Given the greater emphasis on groups and collectivism in the South Asian context, the practice of group therapy or social support groups may be a more appropriate intervention for women experiencing depression. In a clinical pilot intervention in San Francisco, an HIV stigma-reducing group intervention was held in a community mental health setting to gay and bisexual men living with HIV who were currently connected with care, but reported ongoing difficulties due to HIV stigma. Based on acceptance and commitment therapy, this intervention was effective in reducing stigma among persons with substance abuse histories and in reducing internalized homophobia. The intervention incorporated exercises from compassion-focused therapy to increase compassion while decreasing shame (Skinta et al. 2015). Such an intervention might be adapted for the context of cisgender women living with HIV in India.

In another group-based behavioral intervention for adolescents and young adults newly diagnosed with HIV, four dimensions of HIV-related stigma were addressed: personalized stigma, disclosure concerns, negative self-image, and concern with public attitudes about people with HIV (Harper et al. 2014). While results were effective at reducing stigma for males across all four dimensions, females only experienced a decrease in personalized stigma and this effect was not maintained at a 3-month follow-up. All other types of stigma actually increased for women at post-intervention and 3-month follow-up. These findings lead us to conclude that researchers have failed to identify effective means of decreasing HIV stigma for women, reiterating the need for further research on gender-specific health interventions.

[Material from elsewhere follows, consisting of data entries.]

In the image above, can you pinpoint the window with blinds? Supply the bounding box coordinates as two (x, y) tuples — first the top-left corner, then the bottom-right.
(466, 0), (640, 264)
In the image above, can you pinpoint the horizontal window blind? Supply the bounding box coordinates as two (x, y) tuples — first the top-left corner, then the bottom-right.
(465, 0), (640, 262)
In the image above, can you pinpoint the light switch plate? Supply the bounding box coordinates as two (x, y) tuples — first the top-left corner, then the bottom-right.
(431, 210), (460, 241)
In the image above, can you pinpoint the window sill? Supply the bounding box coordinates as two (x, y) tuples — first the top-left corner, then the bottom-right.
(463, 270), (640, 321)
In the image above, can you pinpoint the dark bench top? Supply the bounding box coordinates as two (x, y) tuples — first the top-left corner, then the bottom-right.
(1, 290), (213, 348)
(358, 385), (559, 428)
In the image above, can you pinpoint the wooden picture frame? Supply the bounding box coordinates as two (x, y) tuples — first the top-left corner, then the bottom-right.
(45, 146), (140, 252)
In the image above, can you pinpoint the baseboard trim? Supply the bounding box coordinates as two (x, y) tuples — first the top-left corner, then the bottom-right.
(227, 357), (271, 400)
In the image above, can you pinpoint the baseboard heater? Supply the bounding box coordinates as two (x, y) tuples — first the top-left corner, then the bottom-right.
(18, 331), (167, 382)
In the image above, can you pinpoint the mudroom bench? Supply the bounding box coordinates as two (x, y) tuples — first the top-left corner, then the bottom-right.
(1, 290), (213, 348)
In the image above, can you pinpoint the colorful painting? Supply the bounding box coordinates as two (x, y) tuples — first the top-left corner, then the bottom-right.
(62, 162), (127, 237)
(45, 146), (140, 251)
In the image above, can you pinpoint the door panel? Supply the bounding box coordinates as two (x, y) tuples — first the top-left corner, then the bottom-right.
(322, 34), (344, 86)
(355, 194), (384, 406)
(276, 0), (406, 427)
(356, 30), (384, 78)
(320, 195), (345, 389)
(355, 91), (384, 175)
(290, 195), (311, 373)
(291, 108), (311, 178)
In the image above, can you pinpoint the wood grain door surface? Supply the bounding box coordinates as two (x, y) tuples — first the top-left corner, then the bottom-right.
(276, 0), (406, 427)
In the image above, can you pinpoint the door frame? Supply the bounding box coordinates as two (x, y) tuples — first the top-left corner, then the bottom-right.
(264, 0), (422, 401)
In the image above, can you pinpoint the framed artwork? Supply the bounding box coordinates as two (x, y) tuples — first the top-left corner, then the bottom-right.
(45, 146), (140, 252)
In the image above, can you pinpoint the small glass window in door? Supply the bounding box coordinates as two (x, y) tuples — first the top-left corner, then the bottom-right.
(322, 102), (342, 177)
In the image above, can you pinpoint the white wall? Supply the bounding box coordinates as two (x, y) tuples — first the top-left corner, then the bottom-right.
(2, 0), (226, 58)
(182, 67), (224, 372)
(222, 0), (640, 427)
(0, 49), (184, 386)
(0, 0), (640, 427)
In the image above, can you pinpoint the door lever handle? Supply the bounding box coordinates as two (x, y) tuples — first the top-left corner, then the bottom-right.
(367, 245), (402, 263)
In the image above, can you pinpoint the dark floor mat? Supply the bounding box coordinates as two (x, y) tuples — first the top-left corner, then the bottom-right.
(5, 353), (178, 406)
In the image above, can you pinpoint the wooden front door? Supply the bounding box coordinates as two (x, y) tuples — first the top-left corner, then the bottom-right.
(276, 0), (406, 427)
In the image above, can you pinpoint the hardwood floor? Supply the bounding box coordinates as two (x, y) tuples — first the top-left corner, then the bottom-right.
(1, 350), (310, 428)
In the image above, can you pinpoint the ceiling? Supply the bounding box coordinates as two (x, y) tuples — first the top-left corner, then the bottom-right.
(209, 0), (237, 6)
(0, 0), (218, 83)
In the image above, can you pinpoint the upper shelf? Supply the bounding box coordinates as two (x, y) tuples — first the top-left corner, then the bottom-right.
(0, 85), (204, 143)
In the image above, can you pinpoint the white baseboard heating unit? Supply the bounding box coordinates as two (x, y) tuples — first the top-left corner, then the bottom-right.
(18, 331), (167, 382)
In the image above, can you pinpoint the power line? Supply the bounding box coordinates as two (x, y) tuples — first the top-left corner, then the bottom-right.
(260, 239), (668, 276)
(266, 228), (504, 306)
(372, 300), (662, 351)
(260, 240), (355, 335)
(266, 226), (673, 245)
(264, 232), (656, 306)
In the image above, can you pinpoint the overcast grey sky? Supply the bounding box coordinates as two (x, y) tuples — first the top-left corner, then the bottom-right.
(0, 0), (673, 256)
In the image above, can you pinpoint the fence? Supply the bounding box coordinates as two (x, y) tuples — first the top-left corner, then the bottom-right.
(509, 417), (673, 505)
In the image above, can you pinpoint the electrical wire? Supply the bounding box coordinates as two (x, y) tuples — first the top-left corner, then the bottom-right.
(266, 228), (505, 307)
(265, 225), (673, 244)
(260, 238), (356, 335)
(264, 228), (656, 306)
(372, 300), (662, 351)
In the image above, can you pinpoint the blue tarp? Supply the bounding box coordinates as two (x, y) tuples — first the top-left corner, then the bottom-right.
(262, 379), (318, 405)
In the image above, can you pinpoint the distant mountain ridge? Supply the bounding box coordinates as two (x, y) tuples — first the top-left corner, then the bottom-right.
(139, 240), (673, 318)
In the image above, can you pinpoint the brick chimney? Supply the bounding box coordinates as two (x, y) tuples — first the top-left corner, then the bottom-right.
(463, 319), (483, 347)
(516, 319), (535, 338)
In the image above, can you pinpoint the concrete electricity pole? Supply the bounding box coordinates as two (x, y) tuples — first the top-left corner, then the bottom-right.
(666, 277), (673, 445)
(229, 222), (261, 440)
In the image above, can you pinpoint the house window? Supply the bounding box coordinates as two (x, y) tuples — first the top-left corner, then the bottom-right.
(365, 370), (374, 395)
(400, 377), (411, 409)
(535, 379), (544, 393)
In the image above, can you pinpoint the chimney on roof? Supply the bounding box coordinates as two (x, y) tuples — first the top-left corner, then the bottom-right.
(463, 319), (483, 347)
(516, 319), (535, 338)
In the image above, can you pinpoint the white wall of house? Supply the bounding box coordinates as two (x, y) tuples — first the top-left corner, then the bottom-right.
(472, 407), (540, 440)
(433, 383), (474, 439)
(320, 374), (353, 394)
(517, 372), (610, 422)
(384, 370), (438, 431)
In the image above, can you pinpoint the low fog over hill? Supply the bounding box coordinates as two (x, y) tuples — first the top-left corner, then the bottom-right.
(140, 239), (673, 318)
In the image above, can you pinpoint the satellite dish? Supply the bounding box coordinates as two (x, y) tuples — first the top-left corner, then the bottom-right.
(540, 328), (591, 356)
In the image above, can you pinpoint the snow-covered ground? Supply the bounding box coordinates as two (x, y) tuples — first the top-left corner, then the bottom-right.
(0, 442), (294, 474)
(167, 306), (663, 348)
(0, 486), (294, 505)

Previous research has demonstrated that women with a heightened sense of fear around health-decline and death may use avoidant coping behaviors to manage their anxiety, resulting in poor self-care behaviors, such as lack of adherence to HIV medications (Willie et al. 2016). Psychosocial factors are important predictors of quality of life for women living with HIV. In a study of 600 women living with HIV in India, an intervention led by nurses who worked as “social health activists” was found to be effective at increasing women’s access to social resources and social support (Garfin et al. 2019). This case management approach, well known to clinical social workers, may be especially useful in not only helping link women living with HIV with needed resources, but also ensuring that they are connected to circles of social support. In another intervention, a support group used narrative therapy to help PLWH process experiences of suffering, and share insights, connections and comfort to each other (Dean 1995). Social workers working with PLWH should incorporate the association between stigma and depression into their programs (Li et al. 2009) and should address social support as a protective factor for mental health. Given the intersectional nature of HIV stigma in India, it is especially important for women living in poverty to overcome social isolation in order to lead healthy and connected lives.

Similarly, for social workers who serve women living with HIV, certain clinical insights may be important to consider. For clinicians who have been doing HIV work for a long time, there must be an awareness of the vicarious trauma and compassion fatigue that can result from having witnessed the illness and death of many clients over time (Gabriel 1991). In such cases of having “survived” one’s patients’, it is the clinician who becomes the bereaved, causing experiences of grief, mourning, and loss. Being carefully attuned to countertransference and the impacts that this work can have on clinicians may help prevent burnout and sustain a clinical social worker’s career longevity in the field of HIV care. Clinicians working with PLWH may be further aided by receiving clinical supervision, being in psychotherapy themselves, and taking meaningful breaks away from the work (Smith 2007). Addressing social isolation in vulnerable communities, like women living with HIV in India, who are experiencing multiple forms of marginalization requires clinical tenacity, resilience and compassion.